Esplendor na Relva com Blood Orange
Há duas semanas, a propósito do magnífico “Baby”, de Dijon, escrevia que havia chegado, finalmente, um álbum para iluminar o Verão. E eis que, quase de rajada, saíram, mais dois: “The Passionate Ones“ de Nourished By Time e, principalmente, “Essex Honey”, do inglês-a-viver-em-Nova-Iorque Devonté Haynes, ou seja, Blood Orange.
São álbuns que partilham pontos de partida semelhantes, qualquer um deles movendo-se naquele movimento instável onde há um corpo pop de familiaridade e singularidade, colagem de tonalidades tão melancólicas quanto luxuriantes.

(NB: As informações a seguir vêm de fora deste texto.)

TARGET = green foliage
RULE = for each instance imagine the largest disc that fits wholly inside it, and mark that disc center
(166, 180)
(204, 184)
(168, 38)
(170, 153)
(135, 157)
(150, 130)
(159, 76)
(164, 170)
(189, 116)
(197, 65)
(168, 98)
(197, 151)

São álbuns de influências múltiplas, afirmando-se pelo seu ecletismo, sendo possível nomear inúmeras ascendências em qualquer dos casos. No caso de Blood Orange, a presença vocal da escritora Zadie Smith é significativa, funcionando o álbum como diário emocional, reflexão sobre o luto e o regresso ao Essex natal, mas a maior parte das aparições – mais do que colaborações – são de nomes conhecidos da música (Lorde, Caroline Polacheck, Mustafa, Tirzah, Ben Watt, Mabbe Fratti ou os acordes da guitarra de Vini Reilly dos Durutti Column na fantástica canção “The field”), sentindo-se influências múltiplas e algumas imprevisíveis (Arthur Russell, Prefab Sprout, Sade, Beach House, Philip Glass, Solange).
Tantas referências poderiam originar dispersão, mas não, sendo este o álbum mais coeso de Hynes, com uma atmosfera geral contemplativa, com violoncelos, sintetizadores e vozes em falsete que criam uma sensação de intimidade e conforto. É uma jornada emocional de grande nexo, com Hynes liquefazendo vários géneros (R&B, soul, rock, folk, jazz), épocas e estéticas, com uma fluidez raras, criando ao mesmo tempo uma sonoridade pop nostálgica e futurista.
É como se o regresso aos campos da infância e adolescência tivessem funcionado como reencontro feliz consigo próprio, depois de uma década de Estados Unidos. Certeiro.